Please send proposals of up to 300 words to both C.Molloy@ljmu.ac.uk and Y.Tzioumakis@liverpool.ac.uk
Deadline for submission of proposals is Friday 12 December 2008.
LIVERPOOL, UK
8 - 10 MAY 2009
CALL FOR PAPERS
An international conference co-organised by Claire Molloy (Liverpool John Moores University) and Yannis Tzioumakis (University of Liverpool).
This is an updated call for papers. We are delighted to announce that the confirmed keynote speakers at this conference will be: Warren Buckland (Oxford Brookes University), Geoff King (Brunel University), Peter Kramer (University of East Anglia), Steve Neale (University of Exeter) Janet Staiger (University of Texas at Austin).
In recent years the field of American independent cinema has enjoyed particular critical attention. The publication of a number of studies on the subject and the development of courses that examine American independent cinema as a separate object of study from mainstream Hollywood cinema has demonstrated that American independent cinema is a distinct discursive category and therefore deserves to be explored in depth.
Despite the recent critical activity, however, there is still very little actual research undertaken in the field. To this day, most of the work on American independent cinema has focused on the period ranging from the 1960s to contemporary times while the lion's share of the critics' attention has gone to a relatively small number of canonical independent filmmakers or to certain paradigmatic independent films.
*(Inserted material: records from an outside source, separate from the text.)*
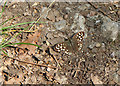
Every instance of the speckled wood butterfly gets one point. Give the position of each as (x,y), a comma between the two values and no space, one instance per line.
(72,45)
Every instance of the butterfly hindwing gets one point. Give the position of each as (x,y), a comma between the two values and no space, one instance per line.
(71,45)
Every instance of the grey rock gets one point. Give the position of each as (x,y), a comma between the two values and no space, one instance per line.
(60,24)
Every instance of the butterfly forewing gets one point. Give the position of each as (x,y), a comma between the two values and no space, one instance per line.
(71,45)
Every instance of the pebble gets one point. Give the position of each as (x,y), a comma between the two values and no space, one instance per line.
(48,69)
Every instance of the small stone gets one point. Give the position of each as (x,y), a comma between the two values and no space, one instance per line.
(13,6)
(48,69)
(98,45)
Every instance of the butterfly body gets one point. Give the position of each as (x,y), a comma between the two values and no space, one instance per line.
(72,45)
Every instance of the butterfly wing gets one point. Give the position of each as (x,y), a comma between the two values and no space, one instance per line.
(71,45)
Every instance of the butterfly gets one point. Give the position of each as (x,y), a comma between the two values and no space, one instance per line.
(72,45)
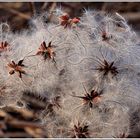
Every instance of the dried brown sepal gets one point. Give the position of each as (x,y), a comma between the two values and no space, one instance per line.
(16,68)
(46,51)
(4,46)
(107,67)
(68,22)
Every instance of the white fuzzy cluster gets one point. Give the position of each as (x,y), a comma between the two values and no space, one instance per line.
(100,52)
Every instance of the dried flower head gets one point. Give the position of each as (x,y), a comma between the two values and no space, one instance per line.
(4,46)
(17,68)
(67,22)
(46,51)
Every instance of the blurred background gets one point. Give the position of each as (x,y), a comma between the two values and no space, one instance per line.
(18,14)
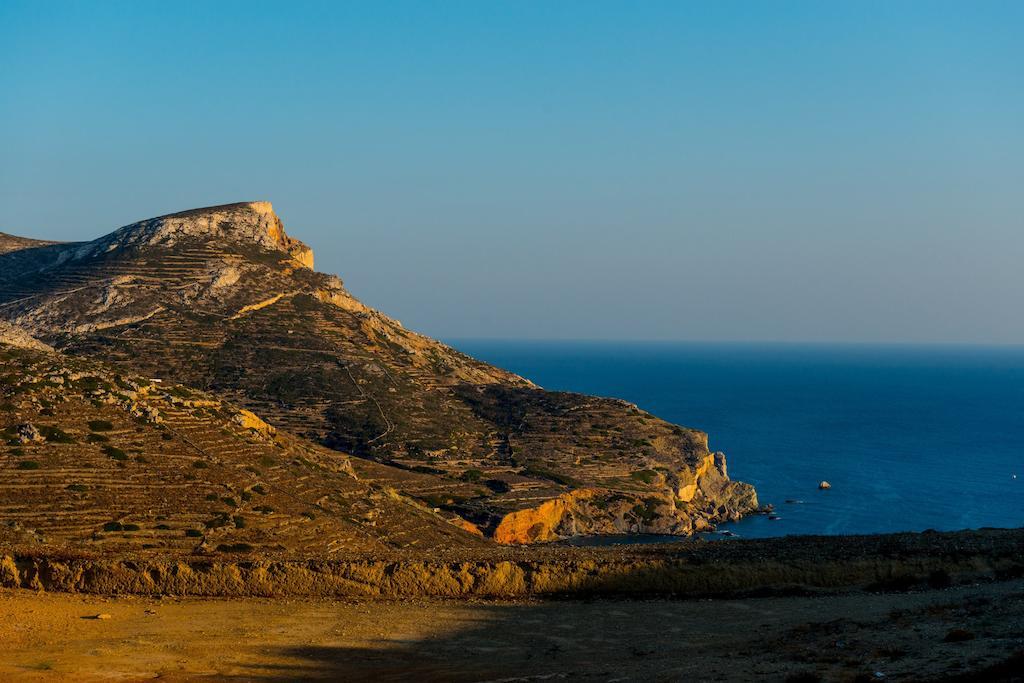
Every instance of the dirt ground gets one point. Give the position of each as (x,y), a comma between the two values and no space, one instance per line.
(909,636)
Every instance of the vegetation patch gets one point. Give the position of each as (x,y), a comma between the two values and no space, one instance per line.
(115,453)
(646,476)
(55,434)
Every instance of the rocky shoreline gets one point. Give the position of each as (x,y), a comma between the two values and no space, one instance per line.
(691,568)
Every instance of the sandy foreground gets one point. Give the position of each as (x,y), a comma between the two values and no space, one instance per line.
(905,636)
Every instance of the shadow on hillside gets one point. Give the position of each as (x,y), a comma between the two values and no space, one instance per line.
(842,638)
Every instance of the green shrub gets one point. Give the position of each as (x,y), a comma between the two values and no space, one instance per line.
(646,476)
(115,453)
(55,434)
(471,475)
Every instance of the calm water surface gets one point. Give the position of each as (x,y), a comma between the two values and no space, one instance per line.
(909,437)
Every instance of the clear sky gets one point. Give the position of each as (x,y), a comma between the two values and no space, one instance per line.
(803,171)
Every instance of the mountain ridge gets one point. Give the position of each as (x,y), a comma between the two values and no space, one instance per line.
(223,300)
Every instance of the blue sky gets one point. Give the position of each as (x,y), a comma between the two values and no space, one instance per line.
(797,171)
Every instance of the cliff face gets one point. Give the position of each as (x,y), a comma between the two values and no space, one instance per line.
(224,300)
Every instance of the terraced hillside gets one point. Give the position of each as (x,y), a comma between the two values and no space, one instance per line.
(223,300)
(97,460)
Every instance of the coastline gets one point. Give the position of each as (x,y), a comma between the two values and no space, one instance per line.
(692,568)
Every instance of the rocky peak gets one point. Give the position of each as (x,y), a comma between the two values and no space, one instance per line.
(253,222)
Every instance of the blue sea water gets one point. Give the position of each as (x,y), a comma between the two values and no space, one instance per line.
(910,437)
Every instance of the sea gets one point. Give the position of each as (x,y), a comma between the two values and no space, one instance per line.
(909,437)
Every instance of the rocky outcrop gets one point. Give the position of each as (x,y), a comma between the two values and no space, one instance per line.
(247,223)
(223,298)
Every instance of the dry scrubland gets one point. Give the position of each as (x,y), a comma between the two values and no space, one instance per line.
(240,456)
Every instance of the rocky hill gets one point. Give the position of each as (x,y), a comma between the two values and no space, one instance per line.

Although the establishment of canons and paradigms in independent cinema has been extremely useful, especially because it identified the field as worthy of scholarly attention, it also delimited the field substantially.
This conference wants to rethink American cinema through the concept of 'independence' and the range of definitions that such a term encompasses. As such, this conference hopes to attract research in the field that extends far beyond conventional critical approaches that tend to focus on key filmmakers, often starting from Cassavetes and moving to more recent examples, and instead look at American cinema in general with a view of questioning particular practices while also offering a number of case studies from various historical moments. Topics might include but are certainly not limited to:
* cinema at Poverty Row
* independent filmmaking within the "confines" of the studio system
* exploitation filmmaking
* ethnic filmmaking
* independent producers/distributors
* classics divisions vs contemporary independents
* the impact of technological change on independent filmmaking
* independent film financing, marketing, advertising and publicity
* institutionalising independence
Whilst we will consider papers that deal with any aspect of independence, we particularly welcome papers that seek to revise existing histories of American cinema, especially by re-opening cases of films, filmmakers and companies that hitherto have been considered as part of an increasingly loosely defined mainstream Hollywood. One of the key aims of this conference is to chart the past, present and future modes of film practice in the independent sector and to account for the plurality of forms and guises in which independent filmmaking has manifested in the United States. In this respect we hope the conference will facilitate a much needed re-evaluation of American cinema under the rubric of independence.